È quasi di certo un motivo di fascino: per quanto possano essere belle e interessanti – per esempio – le amebe viste al microscopio, non saranno mai affascinanti quanto un cielo stellato d’estate o un’eclisse lunare ricco di sfumature o lo straordinario, preoccupato silenzio del mondo quando c’è un’eclisse di sole.
L’uomo è un essere romantico, e chissà se non è proprio questo sentimento a portarlo ad alzare la testa, la sera, alla ricerca di un po’di bellezza e di pace e magari anche ad insinuare nel suo animo la volontà di guardare oltre, di capire, di spiegare lo spettacolo che ogni sera lo sovrasta.
E così, anno dopo anno, secolo dopo secolo in molti hanno alzato la testa, e non solo per cogliere la bellezza dell’universo!
Oggi sediamo sulle spalle di coloro che per primi hanno “letto” il cielo: i primi astronomi.
Tutta la fisica moderna si basa su uno studio sempre più approfondito e raffinato del cosmo, e l’astronomia ne è la porta principale per entrarvi in modo scientifico.
Un anno dedicato all’astronomia non è solo un riconoscimento alla volontà di Galileo nel quattrocentesimo anniversario delle sue osservazioni del cielo.

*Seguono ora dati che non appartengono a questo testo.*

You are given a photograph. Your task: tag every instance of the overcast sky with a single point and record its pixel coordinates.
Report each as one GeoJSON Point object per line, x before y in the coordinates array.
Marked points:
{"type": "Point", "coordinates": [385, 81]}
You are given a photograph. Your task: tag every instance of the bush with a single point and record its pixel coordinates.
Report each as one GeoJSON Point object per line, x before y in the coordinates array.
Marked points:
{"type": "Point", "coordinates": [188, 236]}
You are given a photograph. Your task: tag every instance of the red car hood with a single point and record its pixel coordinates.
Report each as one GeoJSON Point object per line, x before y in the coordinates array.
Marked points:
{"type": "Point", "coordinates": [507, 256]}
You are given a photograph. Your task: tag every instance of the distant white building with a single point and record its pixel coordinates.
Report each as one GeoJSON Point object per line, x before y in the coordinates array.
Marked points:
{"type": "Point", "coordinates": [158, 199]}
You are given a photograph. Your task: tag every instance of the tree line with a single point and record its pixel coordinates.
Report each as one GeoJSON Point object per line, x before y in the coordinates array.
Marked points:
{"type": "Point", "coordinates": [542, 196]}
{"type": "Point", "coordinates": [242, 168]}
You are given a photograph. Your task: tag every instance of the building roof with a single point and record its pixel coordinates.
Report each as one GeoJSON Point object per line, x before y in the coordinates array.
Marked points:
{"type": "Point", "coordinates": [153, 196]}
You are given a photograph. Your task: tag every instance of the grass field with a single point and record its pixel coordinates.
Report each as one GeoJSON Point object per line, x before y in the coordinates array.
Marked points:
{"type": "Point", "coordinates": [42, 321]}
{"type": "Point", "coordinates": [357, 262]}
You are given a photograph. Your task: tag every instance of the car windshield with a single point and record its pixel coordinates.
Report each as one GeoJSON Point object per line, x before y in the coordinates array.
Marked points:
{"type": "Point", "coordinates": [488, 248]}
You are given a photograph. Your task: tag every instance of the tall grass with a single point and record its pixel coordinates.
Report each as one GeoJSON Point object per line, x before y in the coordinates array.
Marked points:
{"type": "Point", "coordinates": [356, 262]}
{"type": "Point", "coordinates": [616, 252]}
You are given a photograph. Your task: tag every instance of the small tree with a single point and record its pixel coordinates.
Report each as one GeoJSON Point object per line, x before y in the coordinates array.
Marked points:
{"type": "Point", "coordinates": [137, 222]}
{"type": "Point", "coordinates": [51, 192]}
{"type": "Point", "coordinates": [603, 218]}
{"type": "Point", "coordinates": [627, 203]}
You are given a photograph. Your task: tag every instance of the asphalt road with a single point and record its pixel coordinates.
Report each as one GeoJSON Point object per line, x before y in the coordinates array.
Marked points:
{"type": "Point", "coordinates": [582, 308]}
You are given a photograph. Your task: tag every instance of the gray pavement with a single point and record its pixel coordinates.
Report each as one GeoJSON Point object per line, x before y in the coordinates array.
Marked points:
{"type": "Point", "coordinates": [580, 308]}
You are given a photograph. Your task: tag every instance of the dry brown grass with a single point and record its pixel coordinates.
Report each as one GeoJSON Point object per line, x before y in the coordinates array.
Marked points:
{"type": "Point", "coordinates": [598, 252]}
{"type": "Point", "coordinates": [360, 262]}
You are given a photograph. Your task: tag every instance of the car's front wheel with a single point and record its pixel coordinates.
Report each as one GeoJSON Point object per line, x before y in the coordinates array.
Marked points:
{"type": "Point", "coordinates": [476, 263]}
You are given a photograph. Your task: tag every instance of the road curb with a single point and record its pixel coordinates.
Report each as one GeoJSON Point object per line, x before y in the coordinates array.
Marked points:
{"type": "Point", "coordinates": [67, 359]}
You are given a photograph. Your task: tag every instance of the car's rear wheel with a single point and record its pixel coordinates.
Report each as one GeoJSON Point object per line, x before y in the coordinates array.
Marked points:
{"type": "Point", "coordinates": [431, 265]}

È un riconoscimento di cui ognuno di noi, di noi che abbiamo alzato gli occhi al cielo almeno una volta – anche solo per aprire la mente, dopo aver aperto il cuore –, deve sentirsi meritevole.
Meritevole, perché dobbiamo essere orgogliosi nel porci domande e nel tentare di trovare risposte sempre più complete e accurate.
Un anno dedicato all’astronomia sarà un successo se, al di là di manifestazioni, convegni o feste, riuscirà a far alzare la testa al cielo anche ad un uomo solo.